Самолёт на снижении, как болид тяжёлый и плохо управляемый из-за наросшего льда. Идём прямо на приводную радиостанцию со снижением. Высота пятьдесят метров. Стрелка качнулась и повернулась на сто восемьдесят градусов, это пролёт привода. Снижаемся. Стрелка бензиномера на ноле. Метров с десяти в пелене общей метели видим посадочные огоньки. Сильный боковой ветер. Самолет после приземления скользит юзом, а в конце пробега нас разворачивает, но это уже не страшно на лыжном шасси. С полосы вышку управления не видно – плотный снег и общая метель. И Пашка нас не видит, а талдычит и талдычит в свой микрофон:
- Девятьсот второй, вы где? Ваше место? Где вы?
Мы не отвечаем, занятые сложным рулением, и упираемся в штурвал, борясь с ветром.
Стоянка. Тишина. Некоторое время сидим, полностью расслабившись в креслах. Выходим из самолёта в снег, в пургу. Снежинки тают на разгорячённом лице, шее и струйками воды стекают под одежду. Красота! От длительного напряжённого полёта какая-то лёгкость в теле и немного покачивает.
Пашка на «вышке» встретил нас, как добрых друзей, широко улыбаясь. Мы были благодарны ему взаимно. «Волшебник ты наш!» – так и подмывало нахваливать и даже целовать благодетеля.

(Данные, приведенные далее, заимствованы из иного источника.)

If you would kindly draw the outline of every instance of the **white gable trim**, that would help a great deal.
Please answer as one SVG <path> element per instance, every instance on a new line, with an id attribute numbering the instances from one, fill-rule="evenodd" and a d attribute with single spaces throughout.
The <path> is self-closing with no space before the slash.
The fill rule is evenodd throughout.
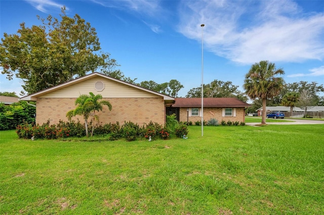
<path id="1" fill-rule="evenodd" d="M 85 81 L 86 80 L 89 79 L 91 79 L 91 78 L 94 78 L 95 77 L 98 77 L 98 76 L 104 78 L 106 78 L 107 79 L 109 79 L 109 80 L 115 81 L 116 82 L 120 83 L 121 84 L 125 84 L 126 85 L 128 85 L 128 86 L 129 86 L 130 87 L 134 87 L 134 88 L 140 89 L 141 90 L 143 90 L 143 91 L 149 92 L 150 93 L 152 93 L 152 94 L 155 94 L 155 95 L 158 95 L 158 96 L 162 96 L 162 97 L 163 97 L 163 98 L 164 98 L 164 100 L 174 100 L 174 98 L 173 97 L 169 96 L 168 96 L 168 95 L 164 95 L 164 94 L 163 94 L 162 93 L 160 93 L 159 92 L 155 92 L 155 91 L 152 91 L 152 90 L 149 90 L 149 89 L 145 89 L 145 88 L 141 87 L 140 87 L 139 86 L 137 86 L 137 85 L 134 85 L 134 84 L 130 84 L 129 83 L 127 83 L 127 82 L 126 82 L 125 81 L 121 81 L 121 80 L 120 80 L 119 79 L 115 79 L 115 78 L 111 78 L 111 77 L 110 77 L 109 76 L 106 76 L 105 75 L 104 75 L 103 74 L 99 73 L 98 73 L 98 72 L 94 72 L 94 73 L 91 73 L 91 74 L 90 74 L 89 75 L 86 75 L 85 76 L 83 76 L 83 77 L 81 77 L 80 78 L 76 78 L 76 79 L 75 79 L 74 80 L 72 80 L 72 81 L 68 81 L 67 82 L 64 83 L 63 84 L 59 84 L 58 85 L 55 86 L 54 87 L 49 88 L 48 89 L 45 89 L 44 90 L 42 90 L 42 91 L 38 91 L 37 92 L 36 92 L 36 93 L 33 93 L 33 94 L 31 94 L 28 95 L 27 96 L 22 97 L 20 98 L 20 100 L 24 100 L 24 101 L 36 101 L 36 99 L 37 99 L 37 97 L 39 97 L 39 96 L 41 96 L 42 95 L 44 95 L 44 94 L 47 94 L 48 93 L 50 93 L 50 92 L 57 90 L 58 89 L 63 88 L 66 87 L 67 87 L 68 86 L 71 85 L 73 85 L 73 84 L 75 84 L 76 83 L 79 83 L 79 82 L 81 82 L 82 81 Z"/>

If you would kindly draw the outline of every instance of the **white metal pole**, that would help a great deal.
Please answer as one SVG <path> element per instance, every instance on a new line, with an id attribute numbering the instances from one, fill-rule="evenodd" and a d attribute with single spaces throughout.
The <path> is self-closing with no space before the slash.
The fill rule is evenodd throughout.
<path id="1" fill-rule="evenodd" d="M 201 27 L 201 137 L 204 136 L 204 26 Z"/>

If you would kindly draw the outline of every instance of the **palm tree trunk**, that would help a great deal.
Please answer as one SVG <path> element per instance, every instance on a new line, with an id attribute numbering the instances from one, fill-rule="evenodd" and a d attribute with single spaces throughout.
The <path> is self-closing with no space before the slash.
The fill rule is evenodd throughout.
<path id="1" fill-rule="evenodd" d="M 262 98 L 262 120 L 261 121 L 261 124 L 265 125 L 265 119 L 267 116 L 267 99 Z"/>
<path id="2" fill-rule="evenodd" d="M 86 136 L 87 138 L 89 137 L 88 133 L 88 119 L 85 118 L 85 127 L 86 128 Z"/>

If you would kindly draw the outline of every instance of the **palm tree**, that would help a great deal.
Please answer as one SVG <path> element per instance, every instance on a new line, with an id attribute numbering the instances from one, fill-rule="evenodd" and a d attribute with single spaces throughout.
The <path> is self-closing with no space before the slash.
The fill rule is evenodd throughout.
<path id="1" fill-rule="evenodd" d="M 262 124 L 266 124 L 266 100 L 278 95 L 283 88 L 285 81 L 279 75 L 283 75 L 282 69 L 277 69 L 274 63 L 261 61 L 252 66 L 245 76 L 243 88 L 251 99 L 262 101 Z"/>
<path id="2" fill-rule="evenodd" d="M 299 93 L 296 92 L 290 92 L 286 93 L 281 100 L 281 104 L 290 107 L 291 117 L 293 116 L 293 110 L 299 100 Z"/>
<path id="3" fill-rule="evenodd" d="M 108 101 L 99 99 L 102 98 L 102 96 L 100 94 L 95 95 L 93 93 L 89 92 L 90 95 L 81 95 L 75 100 L 75 105 L 77 106 L 75 109 L 69 111 L 66 114 L 66 116 L 69 120 L 72 117 L 76 115 L 83 116 L 85 119 L 85 127 L 86 128 L 86 135 L 87 137 L 89 136 L 88 120 L 90 116 L 92 116 L 94 120 L 98 120 L 98 117 L 96 115 L 96 111 L 102 111 L 103 105 L 107 105 L 111 111 L 111 104 Z M 91 136 L 93 136 L 94 126 L 92 127 Z"/>

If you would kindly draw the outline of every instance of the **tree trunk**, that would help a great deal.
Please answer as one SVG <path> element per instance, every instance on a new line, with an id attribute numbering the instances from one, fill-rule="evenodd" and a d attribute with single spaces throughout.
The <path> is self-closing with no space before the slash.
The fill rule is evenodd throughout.
<path id="1" fill-rule="evenodd" d="M 86 127 L 86 136 L 87 138 L 89 137 L 88 133 L 88 119 L 85 118 L 85 127 Z"/>
<path id="2" fill-rule="evenodd" d="M 261 121 L 261 124 L 263 125 L 266 125 L 265 119 L 267 116 L 267 99 L 262 98 L 262 120 Z"/>

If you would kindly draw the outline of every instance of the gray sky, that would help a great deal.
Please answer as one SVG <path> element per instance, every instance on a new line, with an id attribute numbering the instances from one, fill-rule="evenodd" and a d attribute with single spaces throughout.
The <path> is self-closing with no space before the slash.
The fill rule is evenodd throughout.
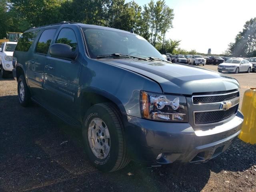
<path id="1" fill-rule="evenodd" d="M 134 1 L 142 6 L 150 0 Z M 212 54 L 221 54 L 245 22 L 256 17 L 256 0 L 166 0 L 166 4 L 175 14 L 167 38 L 181 40 L 181 48 L 201 53 L 211 48 Z"/>

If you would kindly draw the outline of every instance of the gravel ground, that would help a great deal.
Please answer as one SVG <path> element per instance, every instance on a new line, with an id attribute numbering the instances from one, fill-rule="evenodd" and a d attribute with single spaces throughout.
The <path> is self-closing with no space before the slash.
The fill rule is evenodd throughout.
<path id="1" fill-rule="evenodd" d="M 16 86 L 12 78 L 0 79 L 1 192 L 256 191 L 256 145 L 238 139 L 206 163 L 148 168 L 131 162 L 101 172 L 88 162 L 81 131 L 36 105 L 21 106 Z"/>

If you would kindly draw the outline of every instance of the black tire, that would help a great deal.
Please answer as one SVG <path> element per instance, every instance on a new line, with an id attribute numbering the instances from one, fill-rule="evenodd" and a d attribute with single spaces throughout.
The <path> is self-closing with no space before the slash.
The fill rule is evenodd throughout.
<path id="1" fill-rule="evenodd" d="M 249 67 L 249 68 L 248 68 L 248 70 L 247 70 L 247 73 L 250 73 L 250 72 L 251 72 L 251 68 Z"/>
<path id="2" fill-rule="evenodd" d="M 8 77 L 8 72 L 4 70 L 2 65 L 1 66 L 1 76 L 3 79 L 6 79 Z"/>
<path id="3" fill-rule="evenodd" d="M 120 114 L 113 104 L 104 103 L 92 106 L 84 116 L 82 136 L 85 150 L 91 163 L 102 172 L 116 171 L 124 167 L 130 162 L 124 138 L 124 126 Z M 110 135 L 111 144 L 109 153 L 103 159 L 94 155 L 88 139 L 89 125 L 92 120 L 96 118 L 102 119 L 105 123 Z"/>
<path id="4" fill-rule="evenodd" d="M 24 97 L 22 98 L 21 95 L 20 84 L 22 83 L 24 87 Z M 29 89 L 26 81 L 25 77 L 23 75 L 20 75 L 18 80 L 18 95 L 19 101 L 20 104 L 23 107 L 27 107 L 29 105 L 31 102 L 31 95 Z"/>

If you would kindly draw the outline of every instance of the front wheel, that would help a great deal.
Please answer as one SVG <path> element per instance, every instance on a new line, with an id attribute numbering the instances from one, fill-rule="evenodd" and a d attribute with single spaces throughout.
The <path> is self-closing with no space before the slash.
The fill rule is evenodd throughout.
<path id="1" fill-rule="evenodd" d="M 249 67 L 247 70 L 247 73 L 250 73 L 251 72 L 251 68 Z"/>
<path id="2" fill-rule="evenodd" d="M 82 136 L 91 163 L 100 170 L 112 172 L 130 162 L 120 112 L 110 103 L 92 106 L 84 116 Z"/>
<path id="3" fill-rule="evenodd" d="M 18 80 L 18 94 L 20 104 L 24 107 L 29 105 L 31 96 L 25 77 L 20 75 Z"/>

Поужинав в сельской столовой, направляемся в пилотскую гостиницу. Ярко высвеченный прожектором, уже зачехлённый и покрытый снегом наш самолёт стоит, крепко притянутый тросами к земле на якорной стоянке. Покатал он нас сегодня по северу Республики Коми вдоволь, но вывез к жизни!..
Сон долго не приходит. Так всегда бывает после напряжённой работы. Утром можно не торопиться вставать: надо ждать техников с базы, аэродромный подогреватель, топливо.
Всё обеспечение прибыло часам к десяти. Погода, пошалив ночью, угомонилась. Техники приступили к подготовке самолёта. Прежде, чем заправлять, механик должен слить отстой из нижней точки бензосистемы на предмет осадка и кристаллов льда. Техник был удивлён, когда в его литровую банку из системы «плеснулось» граммов двести бензина. Он не поверил и сбегал в кабину посмотреть, открыт ли расходный кран. Кран системы был открыт. В нашем самолёте осталось ровно столько бензина, сколько хватило бы заправить две-три зажигалки!..
Мишка получил свой очередной допуск к полётам ночью.
Давно уже нет этого самолёта. Он упал в солнечное осеннее утро на площадке «Харьяга», что за Полярным кругом, и унёс с собой четыре молодые жизни. Заросло карликовыми берёзками чёрное масляное пятно. У самолётов, как и у людей, бывает долгая и короткая жизнь, иногда полная опасностей и приключений.